Hardboiled (or hard-boiled) fiction is a literary genre that shares some of its characters and settings with crime fiction (especially detective stories). Derived from the romantic tradition which emphasized the emotions of apprehension, awe, horror and terror, hardboiled fiction deviates from that tradition in the detective's cynical attitude towards those emotions. The attitude is conveyed through the detective's inner monologue describing to the audience what he is doing and feeling.

The genre's typical protagonist is a detective who witnesses daily the violence of organized crime that flourished during Prohibition (1920–1933) and its aftermath, while dealing with a legal system that had become as corrupt as the organized crime itself. Rendered cynical by this cycle of violence, the detectives of hardboiled fiction are classic antiheroes. Notable hardboiled detectives include Philip Marlowe, Mike Hammer, Sam Spade, Lew Archer, and The Continental Op.

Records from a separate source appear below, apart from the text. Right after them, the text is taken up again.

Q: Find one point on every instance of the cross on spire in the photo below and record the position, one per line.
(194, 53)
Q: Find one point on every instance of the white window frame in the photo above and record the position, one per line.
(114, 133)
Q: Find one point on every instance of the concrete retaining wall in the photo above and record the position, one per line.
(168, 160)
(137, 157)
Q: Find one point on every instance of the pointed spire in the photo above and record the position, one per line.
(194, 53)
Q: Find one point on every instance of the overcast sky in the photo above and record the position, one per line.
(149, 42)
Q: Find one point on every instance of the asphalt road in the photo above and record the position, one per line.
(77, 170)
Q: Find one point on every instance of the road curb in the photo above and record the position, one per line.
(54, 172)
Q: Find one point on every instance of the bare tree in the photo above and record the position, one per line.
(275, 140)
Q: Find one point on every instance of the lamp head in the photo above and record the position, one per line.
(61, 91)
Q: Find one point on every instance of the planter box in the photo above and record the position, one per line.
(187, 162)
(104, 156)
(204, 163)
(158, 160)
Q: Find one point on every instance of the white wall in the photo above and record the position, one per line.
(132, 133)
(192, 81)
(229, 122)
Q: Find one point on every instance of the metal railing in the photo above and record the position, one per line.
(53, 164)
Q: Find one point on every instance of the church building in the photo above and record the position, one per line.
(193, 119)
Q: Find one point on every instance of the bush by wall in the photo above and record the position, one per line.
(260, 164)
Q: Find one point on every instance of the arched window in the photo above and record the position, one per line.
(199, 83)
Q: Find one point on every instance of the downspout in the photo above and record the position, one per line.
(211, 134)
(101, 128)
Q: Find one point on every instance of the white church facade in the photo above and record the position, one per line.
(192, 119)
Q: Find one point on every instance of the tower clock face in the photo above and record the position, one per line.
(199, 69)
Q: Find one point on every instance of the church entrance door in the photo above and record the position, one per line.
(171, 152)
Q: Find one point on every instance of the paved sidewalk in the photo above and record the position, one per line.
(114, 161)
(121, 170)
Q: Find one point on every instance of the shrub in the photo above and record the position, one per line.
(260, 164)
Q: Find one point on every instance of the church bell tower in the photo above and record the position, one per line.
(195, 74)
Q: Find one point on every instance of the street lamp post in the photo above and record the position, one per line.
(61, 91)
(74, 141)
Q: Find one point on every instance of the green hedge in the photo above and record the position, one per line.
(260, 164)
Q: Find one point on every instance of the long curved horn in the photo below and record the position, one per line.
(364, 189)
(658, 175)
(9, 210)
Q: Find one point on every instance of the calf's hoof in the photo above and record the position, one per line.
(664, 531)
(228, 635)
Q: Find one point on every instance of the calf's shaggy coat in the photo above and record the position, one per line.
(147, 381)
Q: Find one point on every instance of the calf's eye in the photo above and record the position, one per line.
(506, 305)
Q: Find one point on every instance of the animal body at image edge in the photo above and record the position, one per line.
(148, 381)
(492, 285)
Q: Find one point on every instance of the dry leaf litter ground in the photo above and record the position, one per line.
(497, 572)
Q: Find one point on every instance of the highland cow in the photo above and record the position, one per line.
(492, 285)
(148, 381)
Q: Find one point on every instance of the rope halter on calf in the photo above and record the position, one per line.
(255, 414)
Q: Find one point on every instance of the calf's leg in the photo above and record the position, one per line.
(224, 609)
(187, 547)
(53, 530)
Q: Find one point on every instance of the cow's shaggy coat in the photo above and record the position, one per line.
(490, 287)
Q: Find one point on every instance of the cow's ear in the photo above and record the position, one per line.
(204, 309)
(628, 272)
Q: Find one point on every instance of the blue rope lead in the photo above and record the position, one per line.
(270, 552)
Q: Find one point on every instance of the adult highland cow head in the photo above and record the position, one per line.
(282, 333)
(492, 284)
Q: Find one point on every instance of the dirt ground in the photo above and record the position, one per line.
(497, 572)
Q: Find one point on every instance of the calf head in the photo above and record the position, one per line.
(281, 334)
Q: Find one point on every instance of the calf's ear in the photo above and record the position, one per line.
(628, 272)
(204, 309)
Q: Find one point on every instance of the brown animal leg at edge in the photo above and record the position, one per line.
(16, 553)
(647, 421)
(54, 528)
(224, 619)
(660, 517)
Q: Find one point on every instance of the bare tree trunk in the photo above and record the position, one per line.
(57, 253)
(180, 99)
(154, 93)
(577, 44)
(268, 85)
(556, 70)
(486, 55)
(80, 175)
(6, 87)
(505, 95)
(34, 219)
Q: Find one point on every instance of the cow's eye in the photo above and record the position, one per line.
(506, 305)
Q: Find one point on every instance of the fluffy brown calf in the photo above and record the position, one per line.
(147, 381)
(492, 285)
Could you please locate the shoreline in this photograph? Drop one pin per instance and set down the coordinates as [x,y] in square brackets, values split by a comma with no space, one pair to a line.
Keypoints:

The term comes from a process of hardening one's egg; to be hardboiled is to be comparatively tough. The hardboiled detective—originated by Carroll John Daly's Terry Mack and Race Williams and both epitomized and popularized by Dashiell Hammett's Sam Spade and Raymond Chandler's Philip Marlowe—not only solves mysteries, like his "softer" counterparts, the protagonist confronts violence on a regular basis leading to burnout and a cynical (so-called "tough") attitude towards one's own emotions.